Higher-order non-Markovian social contagions in simplicial complexes

Abstract

Higher-order structures such as simplicial complexes are ubiquitous in numerous real-world networks. Empirical evidence reveals that interactions among nodes occur not only through edges but also through higher-dimensional simplicial structures such as triangles. Nevertheless, classic models such as the threshold model fail to capture group interactions within these higher-order structures. In this paper, we propose a higher-order non-Markovian social contagion model, considering both higher-order interactions and the non-Markovian characteristics of real-world spreading processes. We develop a mean-field theory to describe its evolutionary dynamics. Simulation results reveal that the theory is capable of predicting the steady state of the model. Our theoretical analyses indicate that there is an equivalence between the higher-order non-Markovian and the higher-order Markovian social contagions. Besides, we find that non-Markovian recovery can boost the system resilience to withstand a large-scale infection or a small-scale infection under different conditions. This work deepens our understanding of the behaviors of higher-order non-Markovian social contagions in the real world.

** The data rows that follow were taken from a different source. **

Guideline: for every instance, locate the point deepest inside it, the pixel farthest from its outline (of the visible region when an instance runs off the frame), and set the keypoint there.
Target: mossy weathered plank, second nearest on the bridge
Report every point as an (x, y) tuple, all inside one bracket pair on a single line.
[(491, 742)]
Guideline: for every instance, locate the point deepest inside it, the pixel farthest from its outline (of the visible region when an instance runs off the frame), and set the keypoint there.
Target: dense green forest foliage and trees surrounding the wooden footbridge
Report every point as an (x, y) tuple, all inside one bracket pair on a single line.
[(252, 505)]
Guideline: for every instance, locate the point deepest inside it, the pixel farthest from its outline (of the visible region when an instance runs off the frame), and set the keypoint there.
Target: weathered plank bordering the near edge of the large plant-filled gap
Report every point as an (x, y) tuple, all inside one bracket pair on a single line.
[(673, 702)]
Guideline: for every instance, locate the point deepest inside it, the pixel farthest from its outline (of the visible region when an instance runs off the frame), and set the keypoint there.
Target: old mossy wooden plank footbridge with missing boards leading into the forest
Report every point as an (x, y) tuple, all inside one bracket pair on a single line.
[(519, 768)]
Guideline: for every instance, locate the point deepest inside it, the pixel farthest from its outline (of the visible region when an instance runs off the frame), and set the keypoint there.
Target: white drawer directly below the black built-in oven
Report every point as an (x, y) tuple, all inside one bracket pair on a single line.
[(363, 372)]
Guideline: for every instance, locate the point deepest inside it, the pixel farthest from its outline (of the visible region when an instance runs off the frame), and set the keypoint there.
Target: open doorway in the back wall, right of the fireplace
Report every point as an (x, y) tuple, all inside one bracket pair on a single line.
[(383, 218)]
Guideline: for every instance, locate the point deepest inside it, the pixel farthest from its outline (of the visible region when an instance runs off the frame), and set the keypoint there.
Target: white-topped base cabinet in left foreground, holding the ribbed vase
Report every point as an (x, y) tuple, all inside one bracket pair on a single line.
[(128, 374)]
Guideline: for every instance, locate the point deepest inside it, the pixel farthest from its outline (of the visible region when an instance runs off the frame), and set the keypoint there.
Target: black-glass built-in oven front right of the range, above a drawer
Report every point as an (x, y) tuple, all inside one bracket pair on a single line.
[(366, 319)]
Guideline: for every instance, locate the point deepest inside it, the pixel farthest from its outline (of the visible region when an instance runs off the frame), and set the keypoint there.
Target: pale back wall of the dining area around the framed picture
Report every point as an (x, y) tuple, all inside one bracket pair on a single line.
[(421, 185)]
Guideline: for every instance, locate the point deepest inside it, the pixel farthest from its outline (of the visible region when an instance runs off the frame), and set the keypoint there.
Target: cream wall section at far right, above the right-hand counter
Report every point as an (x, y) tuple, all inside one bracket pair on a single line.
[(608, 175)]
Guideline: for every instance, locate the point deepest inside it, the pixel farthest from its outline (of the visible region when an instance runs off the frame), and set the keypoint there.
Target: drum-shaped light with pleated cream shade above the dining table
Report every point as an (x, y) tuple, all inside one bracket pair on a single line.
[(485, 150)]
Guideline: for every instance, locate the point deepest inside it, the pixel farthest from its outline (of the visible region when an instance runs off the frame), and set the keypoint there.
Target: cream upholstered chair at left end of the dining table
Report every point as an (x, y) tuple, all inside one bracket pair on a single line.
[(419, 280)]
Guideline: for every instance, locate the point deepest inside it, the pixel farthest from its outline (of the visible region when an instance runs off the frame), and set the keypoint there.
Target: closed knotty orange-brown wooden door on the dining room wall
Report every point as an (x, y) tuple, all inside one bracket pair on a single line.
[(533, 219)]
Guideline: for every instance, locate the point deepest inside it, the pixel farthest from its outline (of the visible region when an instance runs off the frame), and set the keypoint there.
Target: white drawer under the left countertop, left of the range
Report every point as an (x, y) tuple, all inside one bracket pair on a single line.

High-order structures are ubiquitous in numerous real-world networks and play a significant role in social contagion phenomena, the authors introduce a novel higher-order non-Markovian social contagion model, addressing limitations of traditional models. Through mean-field theory and simulations, the authors demonstrate that there is an equivalence between the higher-order non-Markovian and the higher-order Markovian social contagions and reveal the resilience enhancement conferred by non-Markovian recovery, shedding light on real-world contagion dynamics.